Inductive biases

fern

Have you ever wondered why we have so many different architectures for machine learning models? This is especially prevalent in the field of computer vision, for instance, in image classification we have resnets, ViTs, and a whole litany of slight modifications of the above 2. While in object detection, we have YOLO, SSD, DETR, R-CNNs, and so much more. What sets apart these architectures, and why can’t we just have one major architecture that just works?

This is where the concept of inductive biases comes in. I believe the major thing setting apart the commonly used architectures, is the levels of inductive biases they have. Understanding how inductive biases are introduced, is also critical to understanding modern deep learning in general. It allows you to draw connections between seemingly unrelated architectures, and select the best ones for your own uses cases. So, what even are inductive biases?

What are inductive biases?

The simplest way to explain inductive biases, is that they are assumptions our model architecture (or possibly even our training method, as will be discussed later) makes about the data. And what does this mean? Well, let us take the example of resnets and ViTs.

As we know, ViTs often have superior performance compared to resnets, but they take a significantly longer time to hit the same performance of resnet (for instance, ViT converges to 95% accuracy while resnet can only converge to 90%, but to hit 85%, ViT takes 10 hour of training while resnet only takes 1 hour). This all boils down to the inductive biases present within resnets!

Graphs of structure against compute

In essence, resnets are an example of the “more structure” models in the above infographic, while ViTs are the “less structure”. The structure of resnets comes with the implicit assumption that details that are near in proximity to one another have strong relations, which comes with the design of convolutions (which only take vicinal pixels into account when doing the scan). Meanwhile, ViTs allow all parts of the image to attend to one another, allowing for a far more global understanding of context, while having reduced inductive biases.

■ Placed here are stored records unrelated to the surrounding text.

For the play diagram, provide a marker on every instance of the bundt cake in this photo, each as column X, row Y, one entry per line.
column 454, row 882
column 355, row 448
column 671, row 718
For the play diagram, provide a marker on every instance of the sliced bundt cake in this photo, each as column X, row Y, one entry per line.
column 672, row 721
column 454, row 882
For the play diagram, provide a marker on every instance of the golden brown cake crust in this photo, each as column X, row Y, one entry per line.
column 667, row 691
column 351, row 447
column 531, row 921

However, it is due to this much larger access to information, that causes ViTs to have massively increased training times as compared to resnets.

Interpretation

We can interpret inductive biases as reducing the degrees of freedom the network has available. We effectively constrain the solution space to something much smaller than that of a model with lesser inductive biases. This can be interpreted in the sense that, the average distance between a random set of parameters and a minima is much higher for ViTs than resnets.

But as ViTs have a wider solution space and more degrees of freedom, the solution the model converges to would also be superior, as while the inductive biases of resnets are very good abstractions, they still are abstractions.

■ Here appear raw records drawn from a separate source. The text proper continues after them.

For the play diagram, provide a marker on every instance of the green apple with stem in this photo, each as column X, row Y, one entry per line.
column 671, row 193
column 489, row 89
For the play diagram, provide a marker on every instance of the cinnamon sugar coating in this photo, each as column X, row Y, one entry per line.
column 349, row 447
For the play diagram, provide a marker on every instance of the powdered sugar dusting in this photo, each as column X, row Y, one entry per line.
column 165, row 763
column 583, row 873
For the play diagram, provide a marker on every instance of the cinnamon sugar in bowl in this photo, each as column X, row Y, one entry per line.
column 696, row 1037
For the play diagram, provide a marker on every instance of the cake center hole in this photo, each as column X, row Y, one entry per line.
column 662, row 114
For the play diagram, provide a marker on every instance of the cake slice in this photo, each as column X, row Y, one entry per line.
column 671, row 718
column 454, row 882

To make an analogy, while C (let us ignore inline assembly) allows one to write a great many programs, the set of all the programs that can be written in C is a subset of all programs that can be written in assembly. While assembly takes much longer to write than C, the best solution to a problem written in assembly would pretty much always outperform the best solution written in C (see: ffmpeg codebase).

Applications

So, why should one even care for inductive biases? I feel inductive biases allow one to effectively draw connections between many modern architectures, and better understand how many performance boosts are obtained. This may even extend to training methods! Let’s have another example - https://arxiv.org/abs/2501.04765v2, this is the paper that inspired me to write this blog post in the first place, do take a look.

Image of model token routing

Simply put, this paper proposes a method to significantly decrease training time of diffusion transformers, by randomly selecting a fraction of the tokens to skip some layers. This reduces the training time significantly, orders of magnitude faster than without this technique. So, what inductive biases are introduced?

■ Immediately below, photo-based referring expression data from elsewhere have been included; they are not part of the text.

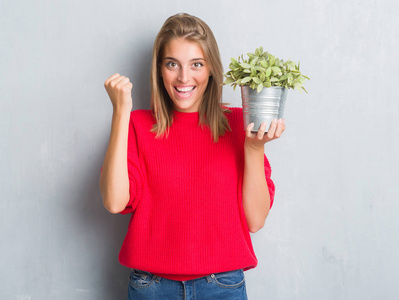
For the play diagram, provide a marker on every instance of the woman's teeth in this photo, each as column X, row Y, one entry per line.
column 184, row 89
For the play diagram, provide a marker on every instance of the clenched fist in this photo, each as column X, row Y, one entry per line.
column 119, row 89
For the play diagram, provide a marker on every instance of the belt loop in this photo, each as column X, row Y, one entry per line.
column 208, row 278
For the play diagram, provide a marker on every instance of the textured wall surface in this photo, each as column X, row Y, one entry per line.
column 332, row 233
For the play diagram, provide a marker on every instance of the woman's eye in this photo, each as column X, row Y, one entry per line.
column 171, row 64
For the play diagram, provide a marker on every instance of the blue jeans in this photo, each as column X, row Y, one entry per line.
column 227, row 285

Please take some time to ponder before continuing.

If we think about it, the bias introduced is actually remarkably similar to those introduced by latent diffusion models. Simply put, we assume a low density of information in images, and that if we already have a low resolution version of an image, we can upscale it relatively trivially with few model layers. This leads to the likely trade-off that the model will be less capable when it comes to fine details, for instance, hands (which has been a notorious weakness of most image generation models up till very recently, as most models perform diffusion in a lower dimensional latent space).

By analyzing inductive biases introduced, we are able to effectively link two weakly related model designs, and see how one is just the other expressed at the training level instead of the architecture level. Arguably, this training method should outperform the standard latent diffusion model, as it is less rigidly built, and the random token bypass is also a very strong form of regularization, allowing the model to form many internal ensembles.

Conclusion

A strong comprehension of inductive biases is critical for effective understanding of modern neural network design. Oftentimes, when reading new papers, I try to think about the inductive biases present, and what exactly is the trade-off we are making when we use it. I would recommend that anyone interested in gaining a more solid foundation in machine learning, try their hand at spotting the inductive biases of various architectures and designs, for the world of machine learning really is quite beautifully interlinked, if you can see it.